A draft bill (7822/00) relating to the issuance of covered bonds was recently deposited to implement EU Directive 2019/2162/EU 1 into Luxembourg law.
The EU directive establishes an EU-wide framework for covered bonds, which strengthens investor protection rules regarding the requirements for:
the issuance of covered bonds;
the structural characteristics of covered bonds;
the public supervision of covered bonds; and
publication obligations relating to covered bonds.
The existing legal framework for covered bonds in Luxembourg already largely complies with the EU directive's requirements. Nevertheless, the draft bill introduces several innovations. Notably, it introduces a product-centric approach to the issuance of covered bonds by allowing all Luxembourg credit institutions to issue such covered bonds within certain limits.
It will no longer be required to establish a dedicated credit institution ('Spezialbankenprinzip') to issue covered bonds, although the specific regime of dedicated banks issuing covered bonds will continue to exist.
The draft bill provides for two categories of covered bond:
covered bonds under general law (ie, national covered bonds); and
covered bonds which meet the additional specific requirements which arise from the EU directive and which will be able to use the label 'European Covered Bond'.
Covered bonds are generally considered sources of stable refinancing, even in tense market conditions.

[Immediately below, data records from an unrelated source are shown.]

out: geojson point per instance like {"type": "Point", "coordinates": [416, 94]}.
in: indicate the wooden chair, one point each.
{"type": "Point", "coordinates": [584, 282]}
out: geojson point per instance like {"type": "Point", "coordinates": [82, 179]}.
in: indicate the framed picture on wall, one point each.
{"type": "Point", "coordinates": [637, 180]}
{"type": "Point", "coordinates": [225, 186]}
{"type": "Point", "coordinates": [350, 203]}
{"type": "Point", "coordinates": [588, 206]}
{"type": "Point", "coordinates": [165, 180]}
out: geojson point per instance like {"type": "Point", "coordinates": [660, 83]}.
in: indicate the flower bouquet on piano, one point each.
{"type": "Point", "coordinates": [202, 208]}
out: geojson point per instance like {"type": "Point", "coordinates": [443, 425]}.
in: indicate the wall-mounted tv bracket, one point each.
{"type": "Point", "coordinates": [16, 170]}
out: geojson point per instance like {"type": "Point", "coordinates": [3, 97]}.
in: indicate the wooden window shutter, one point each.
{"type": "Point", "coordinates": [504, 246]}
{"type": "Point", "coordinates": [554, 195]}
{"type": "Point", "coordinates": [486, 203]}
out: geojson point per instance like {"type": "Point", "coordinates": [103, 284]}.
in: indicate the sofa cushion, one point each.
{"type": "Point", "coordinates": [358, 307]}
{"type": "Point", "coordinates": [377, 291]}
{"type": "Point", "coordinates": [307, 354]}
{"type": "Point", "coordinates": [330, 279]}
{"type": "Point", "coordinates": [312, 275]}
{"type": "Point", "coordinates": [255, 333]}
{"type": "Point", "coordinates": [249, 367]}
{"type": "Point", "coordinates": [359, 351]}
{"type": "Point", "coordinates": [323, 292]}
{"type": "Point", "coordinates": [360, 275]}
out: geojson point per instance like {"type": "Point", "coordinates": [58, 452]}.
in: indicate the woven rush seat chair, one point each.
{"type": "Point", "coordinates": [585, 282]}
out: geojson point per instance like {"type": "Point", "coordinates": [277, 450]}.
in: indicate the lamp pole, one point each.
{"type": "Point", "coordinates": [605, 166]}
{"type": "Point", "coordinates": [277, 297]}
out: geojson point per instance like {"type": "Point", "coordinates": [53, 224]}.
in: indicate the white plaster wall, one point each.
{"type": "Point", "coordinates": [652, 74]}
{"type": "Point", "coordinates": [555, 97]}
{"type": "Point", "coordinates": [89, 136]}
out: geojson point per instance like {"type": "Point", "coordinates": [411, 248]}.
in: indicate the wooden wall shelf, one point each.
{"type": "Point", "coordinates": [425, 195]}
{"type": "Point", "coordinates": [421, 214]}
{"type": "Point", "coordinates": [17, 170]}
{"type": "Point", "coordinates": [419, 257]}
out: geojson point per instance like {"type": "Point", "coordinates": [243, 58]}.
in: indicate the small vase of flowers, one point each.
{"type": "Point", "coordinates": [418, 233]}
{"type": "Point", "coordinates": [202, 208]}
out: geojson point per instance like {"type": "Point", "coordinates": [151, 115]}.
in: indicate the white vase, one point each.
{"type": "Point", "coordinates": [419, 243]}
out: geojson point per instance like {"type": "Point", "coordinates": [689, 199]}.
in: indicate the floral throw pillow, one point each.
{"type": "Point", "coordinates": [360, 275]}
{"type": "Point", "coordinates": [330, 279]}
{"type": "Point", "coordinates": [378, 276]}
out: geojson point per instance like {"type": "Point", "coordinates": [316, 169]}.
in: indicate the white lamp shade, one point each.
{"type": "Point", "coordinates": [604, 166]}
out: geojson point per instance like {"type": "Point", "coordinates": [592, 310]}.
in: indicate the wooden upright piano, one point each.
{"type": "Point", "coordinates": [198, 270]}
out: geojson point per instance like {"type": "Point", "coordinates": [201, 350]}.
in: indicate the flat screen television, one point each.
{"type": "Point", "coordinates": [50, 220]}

Access to this activity will enable issuing credit institutions to diversify their sources of financing and strengthen their resilience to market shocks, thus contributing to the stability of such institutions and the Luxembourg banking system in general.
(1) EU Directive 2019/2162/EU on the issue of covered bonds and covered bond public supervision and amending EU Directives 2009/65/EC and 2014/59/EU and EU Regulation 2019/2160 amending EU Regulation 575/2013 as regards exposures in the form of covered bonds.